Zephyr Teachout and Tim Wu’s bid against New York Governor Andrew Cuomo: A challenge from the left.

How Far Can Zephyr Teachout and Tim Wu Push New York Gov. Andrew Cuomo?

How Far Can Zephyr Teachout and Tim Wu Push New York Gov. Andrew Cuomo?

Who's winning, who's losing, and why.
July 18 2014 12:05 PM

The Left Flank

Progressives Zephyr Teachout and Tim Wu are on a mission to push the New York governor’s race to the left.

Zephyr Teachout and Tim Wu.
Zephyr Teachout and Tim Wu are challenging Gov. Andrew Cuomo from the left.

Courtesy of Zephyr Teachout for Governor

NEW YORK—The Staten Island Democratic Association meets every month at Karl’s Klipper, a seafood joint just a few blocks from the ferry, where the management is thoughtful enough to provide presidential-themed placemats. Tonight’s meeting will start early because a candidate for governor—someone named Zephyr Teachout—has to be right in and right out.

David Weigel David Weigel

David Weigel is a reporter for the Washington Post. 

“This is the guy running against the governor?” asks Marie Dwyer, the association’s secretary.

“Zephyr, you know, it sounds like one of those names the hippies gave out in the ’70s,” says a retiree, poking through his tuna melt.
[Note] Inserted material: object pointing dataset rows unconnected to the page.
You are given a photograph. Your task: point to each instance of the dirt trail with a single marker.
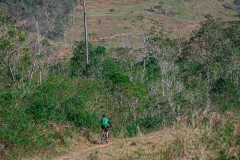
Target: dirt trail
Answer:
(148, 146)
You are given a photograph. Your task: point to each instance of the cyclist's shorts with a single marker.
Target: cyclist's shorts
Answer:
(105, 128)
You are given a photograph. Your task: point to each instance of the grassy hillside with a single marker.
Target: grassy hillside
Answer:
(47, 102)
(177, 18)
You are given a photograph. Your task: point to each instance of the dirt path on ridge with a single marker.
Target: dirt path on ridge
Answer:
(150, 144)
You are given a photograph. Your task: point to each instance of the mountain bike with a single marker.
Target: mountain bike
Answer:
(104, 138)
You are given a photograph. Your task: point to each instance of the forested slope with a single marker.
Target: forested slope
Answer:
(44, 103)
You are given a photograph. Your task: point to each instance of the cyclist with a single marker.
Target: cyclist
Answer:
(104, 125)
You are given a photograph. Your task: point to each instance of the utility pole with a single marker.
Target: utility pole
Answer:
(86, 36)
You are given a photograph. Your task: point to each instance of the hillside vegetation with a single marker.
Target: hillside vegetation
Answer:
(167, 83)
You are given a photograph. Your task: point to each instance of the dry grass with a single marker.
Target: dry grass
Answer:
(122, 18)
(178, 142)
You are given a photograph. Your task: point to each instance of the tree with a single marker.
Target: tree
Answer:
(14, 56)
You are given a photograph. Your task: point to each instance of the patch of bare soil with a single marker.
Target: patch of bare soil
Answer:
(149, 146)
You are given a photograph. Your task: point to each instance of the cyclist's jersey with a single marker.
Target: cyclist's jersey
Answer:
(104, 121)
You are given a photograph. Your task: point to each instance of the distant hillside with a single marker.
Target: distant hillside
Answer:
(50, 18)
(178, 19)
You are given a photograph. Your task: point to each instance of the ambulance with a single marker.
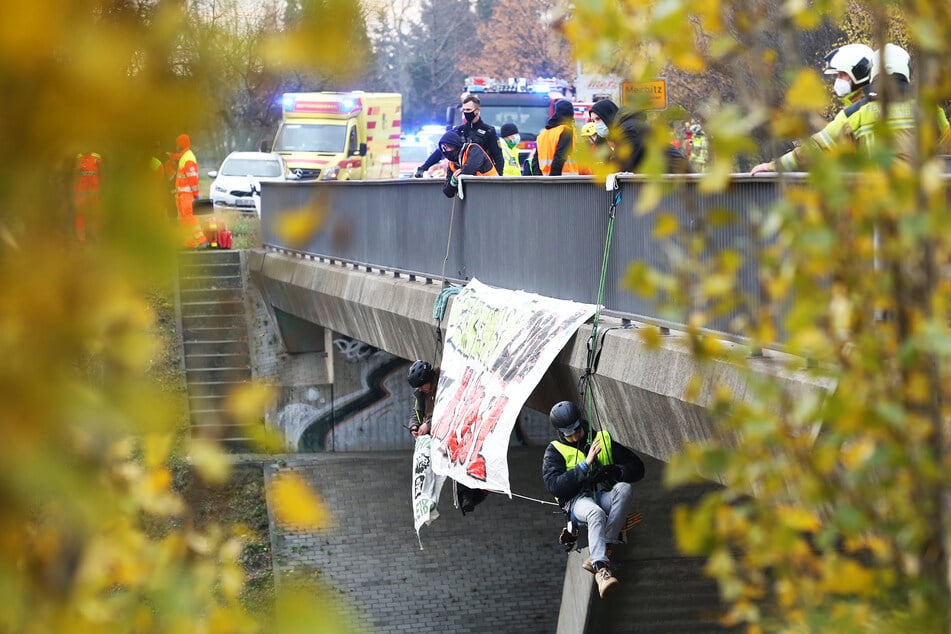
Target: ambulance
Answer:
(340, 135)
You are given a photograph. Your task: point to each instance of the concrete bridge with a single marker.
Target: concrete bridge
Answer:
(376, 266)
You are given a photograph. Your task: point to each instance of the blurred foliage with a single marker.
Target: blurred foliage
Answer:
(833, 514)
(89, 433)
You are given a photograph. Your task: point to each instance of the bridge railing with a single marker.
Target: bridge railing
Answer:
(545, 235)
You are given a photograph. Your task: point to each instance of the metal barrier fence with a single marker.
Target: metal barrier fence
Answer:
(545, 235)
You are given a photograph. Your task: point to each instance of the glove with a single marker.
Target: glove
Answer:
(610, 472)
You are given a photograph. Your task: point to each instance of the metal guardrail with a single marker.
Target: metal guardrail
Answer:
(544, 235)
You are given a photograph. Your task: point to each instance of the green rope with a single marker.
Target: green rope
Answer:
(593, 344)
(442, 300)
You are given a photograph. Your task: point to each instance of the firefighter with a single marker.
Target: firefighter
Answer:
(699, 153)
(852, 67)
(556, 143)
(856, 125)
(186, 193)
(509, 145)
(465, 159)
(86, 194)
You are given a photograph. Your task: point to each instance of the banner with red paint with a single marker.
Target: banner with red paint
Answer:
(499, 344)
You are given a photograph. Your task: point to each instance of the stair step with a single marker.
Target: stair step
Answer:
(216, 361)
(217, 374)
(235, 346)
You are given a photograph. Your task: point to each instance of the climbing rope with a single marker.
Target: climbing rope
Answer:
(594, 345)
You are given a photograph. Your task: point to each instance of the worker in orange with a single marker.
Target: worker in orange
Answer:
(556, 143)
(86, 194)
(186, 193)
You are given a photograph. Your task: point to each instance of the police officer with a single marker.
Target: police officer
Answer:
(474, 130)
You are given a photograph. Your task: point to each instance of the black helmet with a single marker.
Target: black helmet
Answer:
(565, 417)
(420, 373)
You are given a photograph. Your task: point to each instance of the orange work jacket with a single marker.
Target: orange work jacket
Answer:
(547, 142)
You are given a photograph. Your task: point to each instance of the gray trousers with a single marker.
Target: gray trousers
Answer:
(604, 517)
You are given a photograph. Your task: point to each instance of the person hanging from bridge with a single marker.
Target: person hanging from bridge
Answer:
(465, 159)
(424, 378)
(591, 480)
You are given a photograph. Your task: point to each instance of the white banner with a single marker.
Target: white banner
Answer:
(499, 344)
(426, 486)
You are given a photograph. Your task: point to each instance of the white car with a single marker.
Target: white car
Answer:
(238, 180)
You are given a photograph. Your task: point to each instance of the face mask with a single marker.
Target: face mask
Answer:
(842, 87)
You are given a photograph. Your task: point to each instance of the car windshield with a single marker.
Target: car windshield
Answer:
(311, 137)
(530, 119)
(414, 153)
(250, 167)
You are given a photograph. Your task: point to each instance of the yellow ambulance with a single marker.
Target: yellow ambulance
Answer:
(340, 135)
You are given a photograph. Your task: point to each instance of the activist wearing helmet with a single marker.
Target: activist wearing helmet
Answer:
(855, 60)
(420, 373)
(894, 59)
(566, 418)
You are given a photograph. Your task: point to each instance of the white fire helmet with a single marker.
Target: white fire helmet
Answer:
(855, 60)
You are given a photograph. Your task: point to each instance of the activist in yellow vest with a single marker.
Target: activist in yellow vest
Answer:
(510, 159)
(573, 455)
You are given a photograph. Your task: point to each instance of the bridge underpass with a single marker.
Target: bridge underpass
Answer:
(375, 270)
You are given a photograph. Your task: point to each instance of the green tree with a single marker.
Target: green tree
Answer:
(833, 515)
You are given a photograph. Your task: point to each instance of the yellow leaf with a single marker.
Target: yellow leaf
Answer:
(807, 93)
(296, 505)
(297, 226)
(857, 452)
(666, 226)
(845, 576)
(798, 519)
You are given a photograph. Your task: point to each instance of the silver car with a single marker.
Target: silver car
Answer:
(238, 181)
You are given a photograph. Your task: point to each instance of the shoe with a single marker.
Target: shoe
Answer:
(589, 565)
(606, 582)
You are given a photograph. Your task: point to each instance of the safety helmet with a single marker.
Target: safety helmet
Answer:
(896, 60)
(420, 373)
(565, 417)
(855, 60)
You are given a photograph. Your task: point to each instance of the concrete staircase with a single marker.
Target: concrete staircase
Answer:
(215, 353)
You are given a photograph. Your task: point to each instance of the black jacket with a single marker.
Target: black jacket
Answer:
(479, 132)
(477, 161)
(565, 484)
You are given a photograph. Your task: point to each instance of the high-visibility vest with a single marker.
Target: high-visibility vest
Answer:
(464, 156)
(88, 166)
(573, 456)
(186, 178)
(510, 159)
(547, 143)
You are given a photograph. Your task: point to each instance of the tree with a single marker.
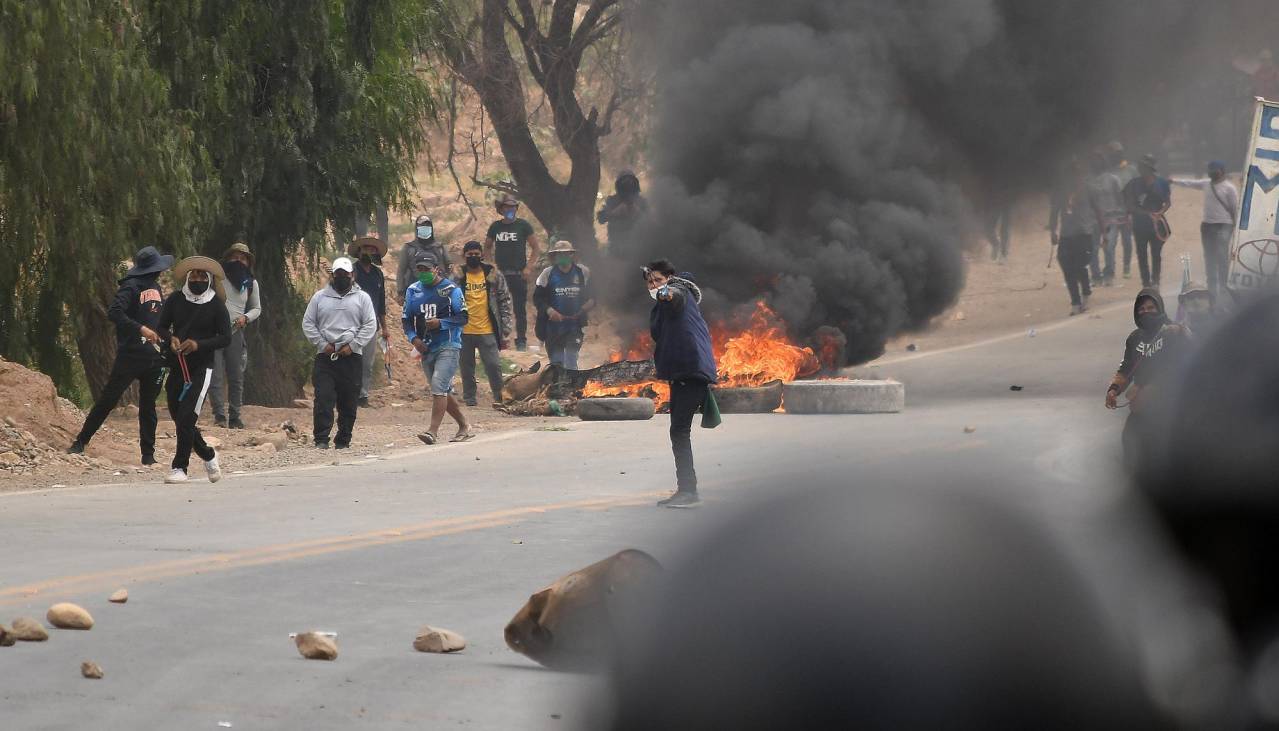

Wrong, and—well, not wrong, although a glance at the candidate essay and photo provided at the meeting could have solved the gender conundrum. When Teachout arrives, clad in a yellow business suit and trailed by one aide, she works the room and apologizes for her roughened vocal chords. “I’ll speak for five or 10 minutes and take your questions,” she says.

The bar blares ’90s radio rock. An errant radio is playing the All-Star game. Teachout rolls with it. Still, some of her lines are greeted with polite, blank looks.

“A lot of the people supporting our campaign are inventors and entrepreneurs,” she says. “The founder of a thing called Wordpress. A CEO of Digg. These are high-tech companies that see that New York’s future will depend in part on whether we make this state more amenable for small businesses.”

Then she starts talking about how to do that—education spending, more rails, a better MTA, a ban on fracking, a gay and transgender rights bill. The chatter slows, then stops. Teachout has the room.

“I supported Gov. Cuomo four years ago,” says Teachout. “I believed in him. I actually even tried to volunteer for him. He said he was going to clean up Albany. He said he was going to veto gerrymandered districts. I believed that he was going to fight for Democratic senators and a Democratic Senate. And having grown up loving Mario Cuomo, with a Time magazine with his picture on the cover hanging in my bedroom, I believed that he was going to fight for traditional Democratic values. I have been so disappointed.”

Teachout is Gov. Andrew Cuomo’s avowedly progressive primary challenger, in a year when few Democrats are sweating the left flank. No red state Democratic senator—not even the ones who broke with the party on immigration or gun safety—drew a 2014 primary challenger. No Democrat is seriously organizing to challenge Hillary Clinton’s expected presidential bid. Cuomo, who dismisses Teachout as an avatar for the “extreme left,” has raised $35 million for his re-election bid. Teachout has raised $277,360.

But she’s running, and she’s running avowedly to force Cuomo to the left. Teachout was the director of Internet organizing for Howard Dean’s 2004 presidential bid, the great lost cause that adopted then empowered the liberal “netroots.” Dean’s campaign changed the boundaries of the debate in the Democratic Party. The 2006 primary defeat of Sen. Joe Lieberman cemented those changes. But there’s been no great shift since then, and Teachout frames the New York race as a guilt-free, risk-free chance to move the party left.

“I think it’s time to have a Democrat in the Democratic primary for governor in the Democratic state of New York,” Teachout says in Staten Island. “We know who Gov. Cuomo thinks he can take for granted, which is Democrats, and who he thinks he needs to play to, which is the Republicans.”

The story of “Andrew Cuomo, closet right-winger” is well-known among progressives and obscure for everybody else. Cuomo won an easy 2010 race against one of the year’s most self-destructive Tea Party candidates, and when he’s made national news, he’s done it by driving left. He signed gay marriage into law. He signed a gun safety bill. He warned “extreme conservatives” not to waste their time in New York, which made him a dunk-tank villain on Fox News. Polls give the governor supermajority support from self-identified Democrats.